Tears starting streaming down my cheeks as soon as I put the phone down and headed home. I cried out loud all way from Los Angeles to Anaheim. I was hoping and praying that he was just injured and that he was going to be okay. I had this sick feeling in my stomach. I was so filled with grief.
There are so many, "I should have known better....I shouldn't have bought him a new collar chain....We could have trained him better so he would be more friendly with other dogs...." regrets going through our heads. My husband and I are incredibly sad. Teddy was my first rescue dog. I took him home with me on my very first trip to the pound. There was something in his eyes, I couldn't dare leave him there. I had to take him home. There was a part of me, that said, he was supposed to be mine. The pound was going to put him to sleep, if no one adopts him. He was a stray, they found him wandering on the streets of Riverside. He was so skinny, so dirty, so scared. When I took him home, he was so hungry that he ate the whole can of dog food so fast, like he has never eaten before.
I remember, how he wouldn't let me touch him the first few weeks, he would scower low to the floor, afraid that I would hurt him (his previous owner probably did). He didn't trust people. God knows what he has been through.
With love and patience, he started to trust again, and he loved us. Boy, did he love us! He was thankful that he was part of our family. He would follow me around the house. He would wait for hours under my office chair, until I got back from school. My husband taught him how to kiss, and lick our faces. He would pick up a tennis ball, and drop it by our feet, in a shameless effort to force us to play fetch with him. He would pace up and down by our side, signaling us that it is time for a walk. He contently sat by our sides, and was happy just to be near my husband and I. Our schedules rotated around our dogs.

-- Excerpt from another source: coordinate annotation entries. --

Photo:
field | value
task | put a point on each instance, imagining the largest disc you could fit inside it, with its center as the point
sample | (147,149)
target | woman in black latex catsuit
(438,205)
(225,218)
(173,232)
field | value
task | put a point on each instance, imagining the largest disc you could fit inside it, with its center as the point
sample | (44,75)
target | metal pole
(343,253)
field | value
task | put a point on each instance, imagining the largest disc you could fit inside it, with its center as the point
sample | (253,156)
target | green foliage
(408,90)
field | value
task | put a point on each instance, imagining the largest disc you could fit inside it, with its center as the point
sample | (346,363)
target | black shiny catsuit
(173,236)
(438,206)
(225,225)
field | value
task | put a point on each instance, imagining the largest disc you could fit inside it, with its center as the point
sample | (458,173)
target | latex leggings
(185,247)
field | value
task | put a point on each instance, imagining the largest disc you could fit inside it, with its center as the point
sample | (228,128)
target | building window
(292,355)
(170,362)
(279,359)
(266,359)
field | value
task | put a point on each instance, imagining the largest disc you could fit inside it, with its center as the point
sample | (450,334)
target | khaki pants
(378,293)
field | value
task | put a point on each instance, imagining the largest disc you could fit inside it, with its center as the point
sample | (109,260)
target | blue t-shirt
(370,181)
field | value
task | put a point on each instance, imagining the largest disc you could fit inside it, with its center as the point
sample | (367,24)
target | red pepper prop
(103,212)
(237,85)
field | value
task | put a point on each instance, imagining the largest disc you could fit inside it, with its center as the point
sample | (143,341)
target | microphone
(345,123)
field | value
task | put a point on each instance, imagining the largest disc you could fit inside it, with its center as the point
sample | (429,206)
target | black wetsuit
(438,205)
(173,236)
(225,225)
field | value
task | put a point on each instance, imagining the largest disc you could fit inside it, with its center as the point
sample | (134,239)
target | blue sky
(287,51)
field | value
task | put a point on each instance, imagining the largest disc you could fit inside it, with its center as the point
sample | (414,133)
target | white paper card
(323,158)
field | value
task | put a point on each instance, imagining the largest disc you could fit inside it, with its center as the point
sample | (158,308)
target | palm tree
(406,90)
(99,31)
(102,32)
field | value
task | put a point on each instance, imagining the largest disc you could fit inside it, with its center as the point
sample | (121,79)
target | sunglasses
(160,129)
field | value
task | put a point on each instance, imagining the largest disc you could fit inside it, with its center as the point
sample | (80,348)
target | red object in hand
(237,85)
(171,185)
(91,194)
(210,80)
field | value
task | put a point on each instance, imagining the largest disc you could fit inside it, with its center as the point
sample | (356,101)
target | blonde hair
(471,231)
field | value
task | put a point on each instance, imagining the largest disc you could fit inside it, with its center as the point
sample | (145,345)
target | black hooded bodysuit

We loved Teddy, as if he was our child, as if he was a person. We were so incredibly attached to him emotionally, and now that he is gone, I don't even know how to cope. He was eight years old, and I knew he'll have to leave us someday....I just didn't imagine it'll be this way, or that it'll be this soon. Gosh, this is going to be so difficult. No one else could have loved a dog, as much as I loved mine.
I hugged his lifeless body at the vet's office, and my heart was so filled with grief. I didn't know what to do with myself....I know, it sounds weird, but for us, he wasn't just a pet...he was an integral and significant part of our lives, he was family, he was my baby.
I am going to miss him so much. It is going to be awhile before our household goes back to normal again. It will never be the same again.
Teddy, my heart, my love, my joy always. Mama loves you. I am going to miss you so so so much.

2 comments:
I'M SO SORRY TO HEAR SUCH A SAD NEWS, JESS!!!! Just from reading your blog, I can sense how heartbroken you are. So sorry.
I'm very sorry Ate G.
I was just thinking about him the other day when I was playing with Macho, a smaller version of Teddy.
He'll be missed as he goes to puppy heaven.